Hace no demasiado tiempo, en un momento en el que mi vida tenía poco tiempo para las ficciones, me regalaron un libro de Quim Monzó titulado “Ochenta y seis cuentos“. Cuando pude empezar a leerlo disfruté de su escritura original y acerada; por sus páginas pululaban personajes diversos: perdedores, mediocres con aspiraciones, aspirantes a un golpe de suerte, aspirantes a una vida mejor. Algunos soñaban con ser escritores, otros con ser ricos, otros más con hacer realidad sus conversaciones eróticas (escenas que se narran, por cierto, con la desvergonzada naturalidad que los católicos suelen atribuir a los ateos)
Los personajes ingenuos de los primeros cuentos se van transformando en otros más apesadumbrados a medida que pasan las páginas. El desengaño – con una leve dosis de crueldad – se apodera de ellos y empiezan a ser más ridículos, más neuróticos, con menos dulzor y más amargura. Hay dos narraciones relatos que me han llamado más la atención que los otros. En uno de ellos, el protagonista – un lector apasionado – acaba de llegar a casa de comprar cuatro libros y está decidiendo por cuál empezar, pero a él lo que le gustan son los planteamientos iniciales y teme que luego le decepcionen, por eso, el lector apasionado jamás ha terminado un libro.
Durante un tiempo he sentido algo parecido: tenía varios libros por empezar pero no me decidía. En el fondo, temía que no me gustaran. Elegir un libro es una decisión trascendente, diría que incluso más que comprarse una gabardina y, sin duda, mucho más que elegir la ruta de un paseo. Diría que, por lo menos, está a la altura de la elección de la camisa de los lunes (el resto de la semana importa menos, la verdad) No es lo mismo leer best sellers que ensayos o novelas románticas, ni comprar un libro de Alfaguara que otro de Periférica.
Al final me decidí por “Una puerta que nunca encontré“, de Thomas Wolfe. Entré en el libro con cierta precaución y luchando, además, en un primer momento, con la tentación que me ofrecía la visión de mi compañera de asiento en el metro: dos largas piernas sin medias salidas de una minifalda naranja de algodón y acabadas en no muy inocentes zapatos de tacón. El libro es maravilloso, no sé muy bien lo que cuenta: habla de la soledad, de la errancia, de meses de octubre y meses de abril, del tiempo que pasa y de las ausencias que deja, de la maduración y su dolor, de cosas simples y básicas como el anhelo y la realidad, la pertenencia y el enraizamiento, de nuestro lugar en el mundo, al que él llama tierra.

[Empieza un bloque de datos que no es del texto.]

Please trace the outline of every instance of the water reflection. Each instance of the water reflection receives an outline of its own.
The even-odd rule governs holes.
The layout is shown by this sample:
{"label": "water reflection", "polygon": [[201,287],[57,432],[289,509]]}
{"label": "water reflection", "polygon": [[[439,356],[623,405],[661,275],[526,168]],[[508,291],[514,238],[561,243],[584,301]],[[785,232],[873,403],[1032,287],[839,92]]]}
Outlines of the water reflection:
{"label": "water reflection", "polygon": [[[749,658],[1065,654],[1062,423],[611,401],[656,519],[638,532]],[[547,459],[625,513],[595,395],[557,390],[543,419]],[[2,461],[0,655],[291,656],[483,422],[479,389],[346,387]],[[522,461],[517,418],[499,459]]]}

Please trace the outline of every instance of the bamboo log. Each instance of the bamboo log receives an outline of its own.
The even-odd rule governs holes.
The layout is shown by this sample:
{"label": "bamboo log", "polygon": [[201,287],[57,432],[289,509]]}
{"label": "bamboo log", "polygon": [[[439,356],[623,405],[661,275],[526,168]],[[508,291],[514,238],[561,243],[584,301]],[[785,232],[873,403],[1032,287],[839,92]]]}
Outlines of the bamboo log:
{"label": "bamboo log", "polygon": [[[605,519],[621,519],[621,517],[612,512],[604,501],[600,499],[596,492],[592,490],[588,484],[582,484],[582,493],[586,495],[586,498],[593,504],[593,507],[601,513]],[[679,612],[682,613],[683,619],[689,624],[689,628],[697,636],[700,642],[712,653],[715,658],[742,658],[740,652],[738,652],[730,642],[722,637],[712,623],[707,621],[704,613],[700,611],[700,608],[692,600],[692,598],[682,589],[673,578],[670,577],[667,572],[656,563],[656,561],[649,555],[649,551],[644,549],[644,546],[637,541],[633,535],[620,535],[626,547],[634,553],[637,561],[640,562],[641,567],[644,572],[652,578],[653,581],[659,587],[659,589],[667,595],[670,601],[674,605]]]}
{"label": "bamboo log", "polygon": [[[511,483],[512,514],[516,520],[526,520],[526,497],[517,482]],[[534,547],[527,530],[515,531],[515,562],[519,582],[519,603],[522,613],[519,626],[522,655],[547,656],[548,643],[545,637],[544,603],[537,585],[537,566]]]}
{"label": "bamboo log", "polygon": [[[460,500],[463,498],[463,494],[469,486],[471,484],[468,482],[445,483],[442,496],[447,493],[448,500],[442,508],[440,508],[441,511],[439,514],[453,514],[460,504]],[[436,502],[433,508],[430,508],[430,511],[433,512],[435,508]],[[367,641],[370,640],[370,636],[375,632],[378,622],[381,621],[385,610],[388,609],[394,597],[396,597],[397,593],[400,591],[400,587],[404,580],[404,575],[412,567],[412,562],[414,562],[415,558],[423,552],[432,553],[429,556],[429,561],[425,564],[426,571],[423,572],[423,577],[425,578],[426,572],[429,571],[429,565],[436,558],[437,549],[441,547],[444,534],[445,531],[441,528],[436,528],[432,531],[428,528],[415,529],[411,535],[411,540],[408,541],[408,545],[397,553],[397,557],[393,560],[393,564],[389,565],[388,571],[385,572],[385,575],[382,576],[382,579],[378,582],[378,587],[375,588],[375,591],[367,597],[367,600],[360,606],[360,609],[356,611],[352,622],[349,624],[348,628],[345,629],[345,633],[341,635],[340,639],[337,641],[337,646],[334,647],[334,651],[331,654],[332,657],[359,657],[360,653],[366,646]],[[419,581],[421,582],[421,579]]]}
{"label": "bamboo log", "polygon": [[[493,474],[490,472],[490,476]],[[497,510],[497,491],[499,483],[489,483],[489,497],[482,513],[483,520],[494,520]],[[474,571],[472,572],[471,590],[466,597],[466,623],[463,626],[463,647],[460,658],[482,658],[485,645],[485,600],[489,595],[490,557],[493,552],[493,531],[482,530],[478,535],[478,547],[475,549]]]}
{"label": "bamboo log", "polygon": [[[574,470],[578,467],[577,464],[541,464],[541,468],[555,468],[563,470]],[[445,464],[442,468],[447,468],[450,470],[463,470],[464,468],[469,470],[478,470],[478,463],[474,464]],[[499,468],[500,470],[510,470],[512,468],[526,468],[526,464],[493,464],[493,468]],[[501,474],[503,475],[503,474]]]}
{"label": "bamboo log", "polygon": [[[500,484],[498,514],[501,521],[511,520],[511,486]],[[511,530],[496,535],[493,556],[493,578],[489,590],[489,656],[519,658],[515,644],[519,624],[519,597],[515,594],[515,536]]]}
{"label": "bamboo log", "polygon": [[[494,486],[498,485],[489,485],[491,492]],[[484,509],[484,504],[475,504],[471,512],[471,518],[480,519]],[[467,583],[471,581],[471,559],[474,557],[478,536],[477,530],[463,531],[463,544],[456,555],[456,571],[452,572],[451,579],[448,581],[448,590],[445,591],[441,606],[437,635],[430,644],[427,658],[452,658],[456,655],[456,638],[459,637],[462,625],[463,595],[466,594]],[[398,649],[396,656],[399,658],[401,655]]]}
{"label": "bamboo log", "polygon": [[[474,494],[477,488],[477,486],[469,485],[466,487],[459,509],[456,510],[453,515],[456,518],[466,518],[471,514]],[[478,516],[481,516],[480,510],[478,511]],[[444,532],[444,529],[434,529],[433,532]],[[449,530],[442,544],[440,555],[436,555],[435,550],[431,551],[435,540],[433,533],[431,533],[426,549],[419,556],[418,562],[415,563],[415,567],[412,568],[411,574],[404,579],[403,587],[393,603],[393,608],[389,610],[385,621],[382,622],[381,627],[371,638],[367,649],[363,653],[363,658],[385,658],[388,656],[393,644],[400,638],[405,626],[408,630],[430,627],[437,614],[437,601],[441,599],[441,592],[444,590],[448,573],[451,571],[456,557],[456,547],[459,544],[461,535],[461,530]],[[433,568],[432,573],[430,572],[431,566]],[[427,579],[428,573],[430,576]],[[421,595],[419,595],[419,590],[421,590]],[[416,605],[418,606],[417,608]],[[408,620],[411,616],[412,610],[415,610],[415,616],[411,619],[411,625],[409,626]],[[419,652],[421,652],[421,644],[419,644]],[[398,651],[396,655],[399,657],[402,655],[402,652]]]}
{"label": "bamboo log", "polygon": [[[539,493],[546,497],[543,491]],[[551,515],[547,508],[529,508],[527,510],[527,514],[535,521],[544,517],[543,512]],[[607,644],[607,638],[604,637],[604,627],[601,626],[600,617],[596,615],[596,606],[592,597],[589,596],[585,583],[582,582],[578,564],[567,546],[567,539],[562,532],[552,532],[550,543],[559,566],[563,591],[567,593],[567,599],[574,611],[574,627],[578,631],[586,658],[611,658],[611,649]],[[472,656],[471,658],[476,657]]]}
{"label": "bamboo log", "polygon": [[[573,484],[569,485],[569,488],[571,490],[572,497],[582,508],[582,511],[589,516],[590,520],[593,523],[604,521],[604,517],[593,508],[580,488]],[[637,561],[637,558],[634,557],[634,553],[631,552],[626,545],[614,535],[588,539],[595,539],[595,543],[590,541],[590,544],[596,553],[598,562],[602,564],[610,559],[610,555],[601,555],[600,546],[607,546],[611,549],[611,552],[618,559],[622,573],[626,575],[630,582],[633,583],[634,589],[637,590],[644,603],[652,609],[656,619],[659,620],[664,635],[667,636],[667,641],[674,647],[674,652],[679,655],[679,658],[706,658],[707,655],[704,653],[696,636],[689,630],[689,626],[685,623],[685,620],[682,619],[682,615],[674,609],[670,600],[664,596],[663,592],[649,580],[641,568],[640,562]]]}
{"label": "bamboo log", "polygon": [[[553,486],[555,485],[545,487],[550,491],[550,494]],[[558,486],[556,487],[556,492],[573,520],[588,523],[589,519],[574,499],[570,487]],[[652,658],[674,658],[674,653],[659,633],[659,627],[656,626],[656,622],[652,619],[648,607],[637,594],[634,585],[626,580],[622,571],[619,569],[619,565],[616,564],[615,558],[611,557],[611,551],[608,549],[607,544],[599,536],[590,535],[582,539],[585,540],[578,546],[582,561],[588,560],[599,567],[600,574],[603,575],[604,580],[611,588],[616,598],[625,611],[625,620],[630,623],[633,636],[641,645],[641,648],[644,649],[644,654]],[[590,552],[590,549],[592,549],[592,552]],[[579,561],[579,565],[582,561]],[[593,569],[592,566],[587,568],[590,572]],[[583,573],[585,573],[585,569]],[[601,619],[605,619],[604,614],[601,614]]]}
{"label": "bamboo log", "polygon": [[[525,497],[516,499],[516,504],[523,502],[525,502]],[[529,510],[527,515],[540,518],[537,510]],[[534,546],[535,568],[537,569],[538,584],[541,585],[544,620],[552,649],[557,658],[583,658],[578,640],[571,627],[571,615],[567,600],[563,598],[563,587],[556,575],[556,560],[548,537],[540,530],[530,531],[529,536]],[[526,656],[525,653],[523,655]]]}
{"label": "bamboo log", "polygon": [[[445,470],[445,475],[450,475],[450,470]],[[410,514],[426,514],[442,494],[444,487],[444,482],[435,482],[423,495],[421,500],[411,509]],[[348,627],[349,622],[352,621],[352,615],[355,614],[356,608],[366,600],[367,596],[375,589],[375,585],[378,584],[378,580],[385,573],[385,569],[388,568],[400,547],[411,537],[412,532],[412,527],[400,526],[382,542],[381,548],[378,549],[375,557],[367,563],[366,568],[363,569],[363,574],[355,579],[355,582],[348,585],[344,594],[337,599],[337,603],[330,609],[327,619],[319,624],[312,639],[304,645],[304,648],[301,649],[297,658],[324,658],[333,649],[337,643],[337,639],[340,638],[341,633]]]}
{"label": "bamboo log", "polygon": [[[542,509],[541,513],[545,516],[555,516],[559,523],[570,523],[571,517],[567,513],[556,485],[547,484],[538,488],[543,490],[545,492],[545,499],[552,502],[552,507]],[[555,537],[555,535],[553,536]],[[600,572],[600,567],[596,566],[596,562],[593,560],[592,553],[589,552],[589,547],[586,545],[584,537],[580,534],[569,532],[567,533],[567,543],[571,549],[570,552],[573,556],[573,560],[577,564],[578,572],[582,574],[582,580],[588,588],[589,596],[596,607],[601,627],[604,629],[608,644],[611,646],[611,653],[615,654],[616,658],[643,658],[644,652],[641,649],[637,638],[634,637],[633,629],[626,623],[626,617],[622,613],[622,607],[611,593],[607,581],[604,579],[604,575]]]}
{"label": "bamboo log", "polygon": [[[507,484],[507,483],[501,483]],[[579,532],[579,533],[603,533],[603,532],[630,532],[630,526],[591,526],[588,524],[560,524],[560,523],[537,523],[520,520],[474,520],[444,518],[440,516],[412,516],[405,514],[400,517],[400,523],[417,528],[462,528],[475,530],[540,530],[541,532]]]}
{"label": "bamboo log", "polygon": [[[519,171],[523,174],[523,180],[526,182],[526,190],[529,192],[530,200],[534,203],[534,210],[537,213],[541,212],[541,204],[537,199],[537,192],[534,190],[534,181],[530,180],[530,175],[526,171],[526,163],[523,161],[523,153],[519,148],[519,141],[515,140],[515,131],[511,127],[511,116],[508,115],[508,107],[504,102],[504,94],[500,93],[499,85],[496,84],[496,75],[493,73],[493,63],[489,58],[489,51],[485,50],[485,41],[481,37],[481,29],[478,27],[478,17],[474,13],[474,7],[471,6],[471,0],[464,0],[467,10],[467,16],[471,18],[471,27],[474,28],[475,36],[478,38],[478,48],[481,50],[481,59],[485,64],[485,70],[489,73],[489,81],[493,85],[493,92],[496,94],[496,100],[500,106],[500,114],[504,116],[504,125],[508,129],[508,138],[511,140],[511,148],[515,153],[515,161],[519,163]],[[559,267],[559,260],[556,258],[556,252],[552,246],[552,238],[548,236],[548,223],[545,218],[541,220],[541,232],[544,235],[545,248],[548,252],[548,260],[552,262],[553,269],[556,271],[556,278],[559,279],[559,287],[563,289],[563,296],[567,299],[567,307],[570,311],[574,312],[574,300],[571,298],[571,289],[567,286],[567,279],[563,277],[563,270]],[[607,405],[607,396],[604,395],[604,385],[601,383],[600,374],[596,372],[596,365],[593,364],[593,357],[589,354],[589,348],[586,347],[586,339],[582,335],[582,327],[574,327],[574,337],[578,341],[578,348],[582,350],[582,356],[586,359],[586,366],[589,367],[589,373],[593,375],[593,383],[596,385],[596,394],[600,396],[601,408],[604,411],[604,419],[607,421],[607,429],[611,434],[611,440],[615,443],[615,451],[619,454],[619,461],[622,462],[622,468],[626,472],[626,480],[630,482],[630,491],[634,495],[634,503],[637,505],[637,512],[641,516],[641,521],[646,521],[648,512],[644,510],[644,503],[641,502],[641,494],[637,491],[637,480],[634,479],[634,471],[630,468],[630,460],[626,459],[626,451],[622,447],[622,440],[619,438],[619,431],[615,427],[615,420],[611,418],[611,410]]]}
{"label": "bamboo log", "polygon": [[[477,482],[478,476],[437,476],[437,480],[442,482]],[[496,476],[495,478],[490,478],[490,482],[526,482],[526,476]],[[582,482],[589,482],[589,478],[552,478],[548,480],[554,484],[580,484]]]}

Hay mundos paralelos y, sin embargo, estancias contiguas en las que se adivina el sitio en el que se quiere estar, paredes y ligeros tabiques, pero hay que poder atravesarlos y para ello sería necesario hallar esa puerta que él nunca encontró. Y así pasa la vida.
Thomas Wolfe murió joven, en 1938 y enfermo de tuberculosis , con apenas 37 años y sin pasar por todas las estaciones que hubiera querido. Quizá ahora sea un libro viejo pero fue escrito por un alma joven, tal vez una persona seria y clásica, incluso aburrida, no lo sé, así aparece en las fotos que hay de él. Pero, en todo caso, alguien que pensaba que pese a los tiempos oscuros “bajo las pulsaciones del pavimento, bajo los edificios que se estremecen como en un llanto, bajo los restos del tiempo, donde el casco de la bestia se junta con los huesos rotos de las ciudades, algo está creciendo como una flor, siempre brotando de la tierra, siempre inmortal y obstinado, algo que vuelve a la vida una vez más, como abril”
Él escribió cosas como ese párrafo . Ahora, una vez terminado el libro que, afortunadamente y por casualidad, yo sí encontré, de nuevo me encuentro paralizado antes de elegir el siguiente libro cuya primera página quiero leer como quien baja con precaución las escaleras de una piscina que no conoce y en la que, lentamente, espera atravesar la puerta que permite cambiar el estado sólido al estado líquido.